Una veintena de estados, como California o Nueva York, y numerosas grandes ciudades, entre ellas san Francisco y Chicago, denunciaron la nueva versión del censo y fue bloqueada en los tribunales.
Un juez federal de Nueva York les dio razón en enero en un fallo en el que considera que Wilbur Ross "no tuvo en cuenta importantes aspectos" del problema y "actuó irracionalmente".
Otros dos tribunales, de California y Maryland, se pronunciaron posteriormente en el mismo sentido.
Los que critican la medida del gobierno de Trump temen, por ejemplo, recibir menos subvenciones que las que les correspondería por su nivel real de población.
Con urgencia
Ante esta situación, la administración de Donald Trump solicitó entonces a la Suprema Corte que interviniera en el asunto de manera urgente, incluso antes de que se pronunciaran los tribunales de apelaciones.
La máxima instancia judicial aceptó y escuchará este martes los argumentos del gobierno y de sus detractores, incluida la Cámara de Representantes, controlada desde enero por los demócratas.
Se tratará de la audiencia de mayor peso político desde la incorporación a la Corte, en octubre, del juez conservador Brett Kavanaugh, un nombramiento realizado por Trump que desequilibró al tribunal supremo en perjuicio de los progresistas (cuatro sobre nueve).
Los magistrados deberían pronunciarse antes de junio para que los formularios del censo puedan ser impresos a tiempo.
Uno de los temas del debate son las intenciones de Wilbur Ross. Durante audiencias públicas realizadas en 2018, el secretario de Comercio dijo que su decisión de ajustar la pregunta sobre la ciudadanía obedeció a un pedido del Departamento de Justicia, que pretendía, según dijo, obtener datos más precisos para hacer respetar las leyes electorales.
Luego quedó claro que fue el propio Ross quien pidió a su par de Justicia que formulara esa demanda.

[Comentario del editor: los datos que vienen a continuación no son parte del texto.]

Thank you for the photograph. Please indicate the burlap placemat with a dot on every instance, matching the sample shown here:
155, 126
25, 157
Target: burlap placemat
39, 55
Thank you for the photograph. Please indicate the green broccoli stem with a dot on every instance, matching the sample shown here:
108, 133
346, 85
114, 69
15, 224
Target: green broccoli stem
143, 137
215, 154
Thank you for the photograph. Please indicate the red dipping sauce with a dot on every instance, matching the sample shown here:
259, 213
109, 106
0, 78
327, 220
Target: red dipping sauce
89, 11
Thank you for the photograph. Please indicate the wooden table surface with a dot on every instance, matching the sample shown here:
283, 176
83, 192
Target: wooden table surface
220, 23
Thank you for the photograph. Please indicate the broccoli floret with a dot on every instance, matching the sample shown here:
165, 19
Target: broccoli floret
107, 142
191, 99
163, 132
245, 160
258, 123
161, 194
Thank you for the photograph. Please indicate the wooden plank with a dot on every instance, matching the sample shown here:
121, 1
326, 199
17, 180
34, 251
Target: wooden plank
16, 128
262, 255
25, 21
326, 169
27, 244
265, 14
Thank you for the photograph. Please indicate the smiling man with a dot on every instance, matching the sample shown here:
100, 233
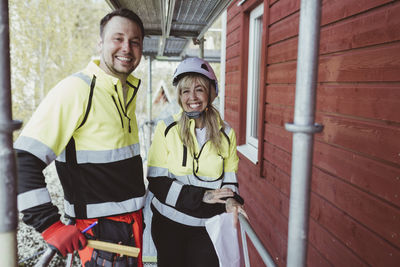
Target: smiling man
87, 125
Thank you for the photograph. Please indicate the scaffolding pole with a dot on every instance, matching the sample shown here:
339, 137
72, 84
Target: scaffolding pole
303, 129
149, 105
8, 200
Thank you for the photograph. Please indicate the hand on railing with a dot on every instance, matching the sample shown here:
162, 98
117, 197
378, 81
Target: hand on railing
217, 195
235, 207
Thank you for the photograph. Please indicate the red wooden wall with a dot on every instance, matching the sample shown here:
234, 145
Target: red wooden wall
355, 198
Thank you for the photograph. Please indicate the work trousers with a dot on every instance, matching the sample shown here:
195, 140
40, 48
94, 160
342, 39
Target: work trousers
129, 228
180, 245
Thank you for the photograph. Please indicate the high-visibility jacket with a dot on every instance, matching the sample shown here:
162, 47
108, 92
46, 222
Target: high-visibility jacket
178, 177
85, 126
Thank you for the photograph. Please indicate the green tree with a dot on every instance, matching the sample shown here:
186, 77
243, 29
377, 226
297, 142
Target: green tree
49, 39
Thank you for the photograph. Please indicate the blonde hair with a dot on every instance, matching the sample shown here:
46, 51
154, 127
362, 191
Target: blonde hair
211, 117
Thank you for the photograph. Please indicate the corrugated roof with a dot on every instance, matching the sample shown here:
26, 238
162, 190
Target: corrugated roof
171, 24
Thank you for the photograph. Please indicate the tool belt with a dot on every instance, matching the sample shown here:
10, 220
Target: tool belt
114, 232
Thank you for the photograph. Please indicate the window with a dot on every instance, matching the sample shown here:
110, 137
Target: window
250, 149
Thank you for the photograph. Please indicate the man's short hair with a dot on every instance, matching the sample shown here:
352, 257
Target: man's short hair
122, 12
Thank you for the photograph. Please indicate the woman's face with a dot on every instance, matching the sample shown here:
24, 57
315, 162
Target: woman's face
194, 97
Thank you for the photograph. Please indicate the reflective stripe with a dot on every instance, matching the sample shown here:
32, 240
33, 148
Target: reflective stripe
83, 77
157, 171
168, 120
230, 177
227, 128
107, 208
177, 216
190, 179
35, 147
69, 208
33, 198
231, 186
111, 208
173, 193
104, 156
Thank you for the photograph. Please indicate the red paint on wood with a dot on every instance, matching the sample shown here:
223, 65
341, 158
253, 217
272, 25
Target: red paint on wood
283, 9
376, 178
284, 29
233, 51
279, 137
314, 258
280, 158
333, 250
334, 10
376, 215
376, 64
284, 73
232, 65
376, 27
278, 115
282, 51
277, 177
233, 37
372, 249
375, 101
280, 95
373, 139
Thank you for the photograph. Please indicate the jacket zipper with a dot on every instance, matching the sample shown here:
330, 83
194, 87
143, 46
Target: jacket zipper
120, 116
123, 111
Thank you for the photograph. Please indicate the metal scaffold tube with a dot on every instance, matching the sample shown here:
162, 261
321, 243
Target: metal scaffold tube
303, 130
8, 201
149, 105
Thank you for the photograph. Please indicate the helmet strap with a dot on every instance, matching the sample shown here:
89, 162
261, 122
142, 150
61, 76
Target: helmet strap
194, 114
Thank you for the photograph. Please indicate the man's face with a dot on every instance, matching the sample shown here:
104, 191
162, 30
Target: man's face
121, 47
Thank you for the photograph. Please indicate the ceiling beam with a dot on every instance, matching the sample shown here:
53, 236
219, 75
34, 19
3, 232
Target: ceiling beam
166, 24
213, 16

La oficina del censo había además advertido a Ross a comienzos de 2018 sobre las consecuencias negativas de su idea. Sus expertos estimaron entonces en al menos 1,6 millones de personas que se abstendrían de participar en el censo si se les preguntara por su nacionalidad.

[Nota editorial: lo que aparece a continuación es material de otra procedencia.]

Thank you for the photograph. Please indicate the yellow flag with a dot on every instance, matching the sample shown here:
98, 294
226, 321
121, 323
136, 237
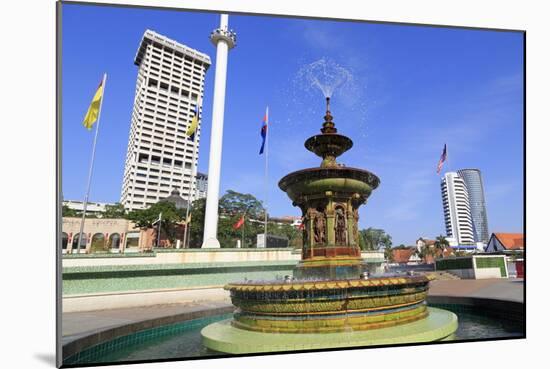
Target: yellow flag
194, 123
93, 110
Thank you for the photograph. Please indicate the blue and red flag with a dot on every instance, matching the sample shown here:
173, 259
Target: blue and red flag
263, 132
442, 159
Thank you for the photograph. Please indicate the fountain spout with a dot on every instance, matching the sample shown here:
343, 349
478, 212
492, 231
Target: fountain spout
328, 125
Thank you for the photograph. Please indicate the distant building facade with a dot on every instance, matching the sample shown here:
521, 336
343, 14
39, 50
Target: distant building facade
170, 84
456, 210
92, 208
503, 242
476, 194
112, 236
202, 186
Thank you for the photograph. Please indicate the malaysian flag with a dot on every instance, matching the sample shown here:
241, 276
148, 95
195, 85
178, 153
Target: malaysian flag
442, 159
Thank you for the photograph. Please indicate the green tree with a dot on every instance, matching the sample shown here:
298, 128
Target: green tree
234, 203
144, 218
196, 228
114, 211
375, 238
440, 244
68, 212
388, 254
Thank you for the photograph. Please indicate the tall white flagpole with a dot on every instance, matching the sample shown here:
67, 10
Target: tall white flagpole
193, 177
268, 128
103, 83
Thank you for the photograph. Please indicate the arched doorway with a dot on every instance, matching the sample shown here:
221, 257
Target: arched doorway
98, 242
82, 244
64, 240
114, 241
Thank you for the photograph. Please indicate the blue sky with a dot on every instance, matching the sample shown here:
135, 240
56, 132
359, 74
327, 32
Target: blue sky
414, 89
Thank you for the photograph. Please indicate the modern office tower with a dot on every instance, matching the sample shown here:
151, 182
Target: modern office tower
474, 184
170, 83
456, 208
202, 185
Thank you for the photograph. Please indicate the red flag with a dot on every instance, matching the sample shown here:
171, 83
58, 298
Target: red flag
239, 223
442, 159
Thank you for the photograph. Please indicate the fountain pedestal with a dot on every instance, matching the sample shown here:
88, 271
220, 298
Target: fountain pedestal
330, 302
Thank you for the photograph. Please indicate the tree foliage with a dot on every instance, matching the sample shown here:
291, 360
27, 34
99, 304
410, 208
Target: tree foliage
144, 218
114, 211
232, 206
235, 203
441, 243
388, 254
68, 212
375, 239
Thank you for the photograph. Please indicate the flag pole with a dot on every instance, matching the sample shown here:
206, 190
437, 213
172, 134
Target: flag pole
266, 172
193, 177
158, 232
91, 170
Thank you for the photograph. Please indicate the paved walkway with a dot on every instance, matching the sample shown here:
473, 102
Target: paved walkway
500, 289
81, 324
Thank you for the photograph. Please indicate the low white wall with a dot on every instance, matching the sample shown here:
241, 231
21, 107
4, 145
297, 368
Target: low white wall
188, 257
484, 273
462, 273
119, 300
202, 256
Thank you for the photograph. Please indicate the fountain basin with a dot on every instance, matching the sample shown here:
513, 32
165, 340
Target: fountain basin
328, 144
224, 337
328, 305
312, 181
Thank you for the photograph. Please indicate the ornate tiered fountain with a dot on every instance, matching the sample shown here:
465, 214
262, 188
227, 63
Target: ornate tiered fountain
331, 300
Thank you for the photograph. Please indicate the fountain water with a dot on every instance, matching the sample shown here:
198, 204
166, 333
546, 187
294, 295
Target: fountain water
331, 300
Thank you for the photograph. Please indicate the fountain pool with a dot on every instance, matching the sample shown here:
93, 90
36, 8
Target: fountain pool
183, 340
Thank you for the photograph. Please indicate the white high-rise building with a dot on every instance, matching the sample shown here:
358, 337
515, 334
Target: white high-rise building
170, 83
456, 208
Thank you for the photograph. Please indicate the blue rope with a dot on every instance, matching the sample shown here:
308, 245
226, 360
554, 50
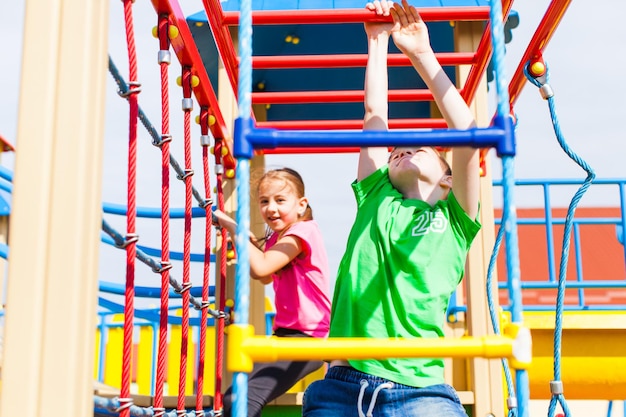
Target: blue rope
556, 386
508, 229
494, 320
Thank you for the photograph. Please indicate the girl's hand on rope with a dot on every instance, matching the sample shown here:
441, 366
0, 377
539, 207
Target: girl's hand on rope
409, 31
381, 8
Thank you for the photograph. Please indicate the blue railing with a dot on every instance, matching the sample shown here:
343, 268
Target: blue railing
613, 193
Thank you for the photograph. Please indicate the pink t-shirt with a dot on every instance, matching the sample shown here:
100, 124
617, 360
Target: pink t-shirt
302, 288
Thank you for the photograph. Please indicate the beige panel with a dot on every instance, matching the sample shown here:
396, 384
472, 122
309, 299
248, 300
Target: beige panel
484, 376
56, 213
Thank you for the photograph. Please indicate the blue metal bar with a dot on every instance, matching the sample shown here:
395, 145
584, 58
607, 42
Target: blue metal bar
499, 136
152, 212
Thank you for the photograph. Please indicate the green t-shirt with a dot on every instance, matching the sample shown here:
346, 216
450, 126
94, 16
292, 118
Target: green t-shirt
403, 261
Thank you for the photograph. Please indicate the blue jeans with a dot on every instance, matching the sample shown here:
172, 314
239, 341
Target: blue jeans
346, 392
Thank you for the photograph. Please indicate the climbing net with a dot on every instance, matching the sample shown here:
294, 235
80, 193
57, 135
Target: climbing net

Luego revisaron esos cálculos y elevaron la cifra a 6,5 millones de personas, sobre una población total de 320 millones, según documentos judiciales presentados a la Corte Suprema.

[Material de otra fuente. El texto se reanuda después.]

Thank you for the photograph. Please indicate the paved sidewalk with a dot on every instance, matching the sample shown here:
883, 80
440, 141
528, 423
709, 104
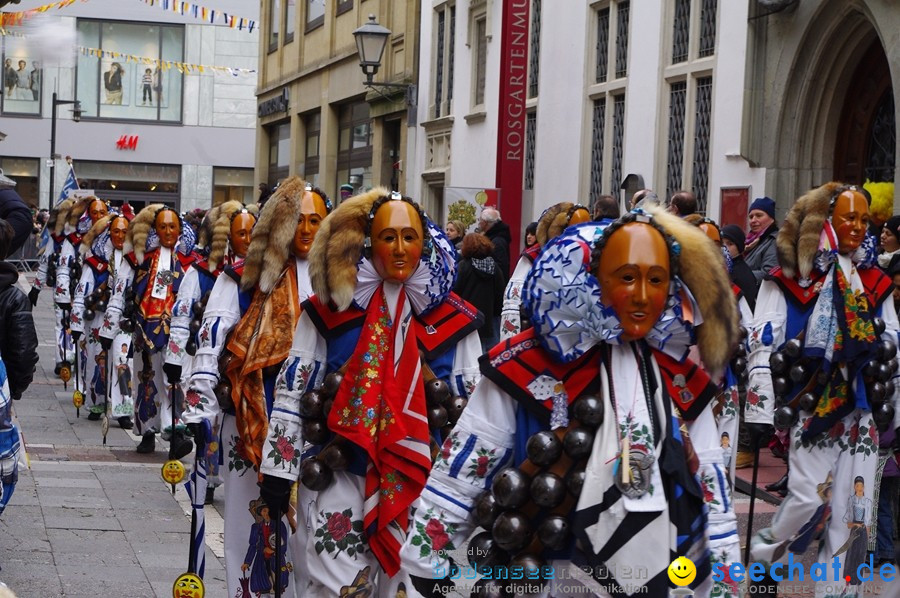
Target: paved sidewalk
89, 520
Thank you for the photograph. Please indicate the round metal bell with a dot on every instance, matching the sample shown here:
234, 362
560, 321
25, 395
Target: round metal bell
792, 348
510, 488
311, 405
884, 416
808, 401
437, 392
780, 385
485, 510
547, 490
484, 552
437, 416
575, 481
777, 362
315, 475
543, 448
785, 417
314, 431
331, 383
455, 406
578, 443
588, 410
554, 532
336, 456
512, 531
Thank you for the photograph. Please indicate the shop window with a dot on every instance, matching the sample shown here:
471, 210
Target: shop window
354, 160
279, 152
113, 86
233, 184
315, 14
22, 77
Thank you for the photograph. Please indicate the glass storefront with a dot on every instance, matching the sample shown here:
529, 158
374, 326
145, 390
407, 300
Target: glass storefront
22, 77
113, 87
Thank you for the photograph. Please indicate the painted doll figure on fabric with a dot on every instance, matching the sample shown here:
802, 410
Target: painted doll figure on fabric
823, 366
383, 357
102, 248
245, 334
552, 222
582, 420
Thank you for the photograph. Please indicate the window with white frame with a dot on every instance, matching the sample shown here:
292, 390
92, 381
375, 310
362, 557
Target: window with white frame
606, 91
442, 82
689, 79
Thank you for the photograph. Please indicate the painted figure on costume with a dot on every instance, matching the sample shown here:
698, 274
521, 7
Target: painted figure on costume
551, 224
584, 418
245, 334
823, 365
382, 359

"El secretario de Comercio admite la posibilidad de una subestimación", pero considera que "deriva de una conducta ilegal", escribió el gobierno para justificar la iniciativa de Ross.
La organización de defensa de los derechos civiles ACLU denunció un "subterfugio" destinado a "cubrir el verdadero objetivo" del gobierno, es decir "reducir el peso político de las comunidades atacadas por la administración Trump desde su llegada al poder".
El presidente, que hizo de la lucha contra la inmigración clandestina uno de los puntos fuertes de su gestión, defendió el agregado de la "pregunta esencial sobre la ciudadanía" de los interrogados en el formulario.
Sin ella, tuiteó a comienzos de abril, el censo "perdería toda significación y ello equivaldría a despilfarrar miles de millones de dólares (ridículo)".
La política migratoria de 'tolerancia cero' de Trump en 15 fotos
Trump Orden Ejecutiva 25 de enero 2017
Contra la inmigración por decreto. Desde que asumió la presidencia, Donald Trump ha utilizado las
órdenes ejecutivas para imponer las políticas de ‘tolerancia cero’ sin pasar por el Congreso. Con este instrumento ha intentado impulsar su proyecto de muro fronterizo, penalizar a las ciudades santuarios, establecer deportaciones expeditas, endurecer los requisitos de asilo, vetar la entrada de ciudadanos de países musulmanes, revisar el programa de visas H-1B y reducir la cuota para la entrada de refugiados. En la fotografía,
la firma de la orden ejecutiva del 25 de enero de 2017, contra las ciudades santuarios y a favor del muro.
Pablo Martinez Monsivais/Ap
Trump Travel Ban 2 de febrero 2017
Veto musulmán, menos asilados y menos refugiados. Después de asumir la presidencia, firmó una orden ejecutiva para prohibir la entrada de ciudadanos de varios países de mayoría musulmana.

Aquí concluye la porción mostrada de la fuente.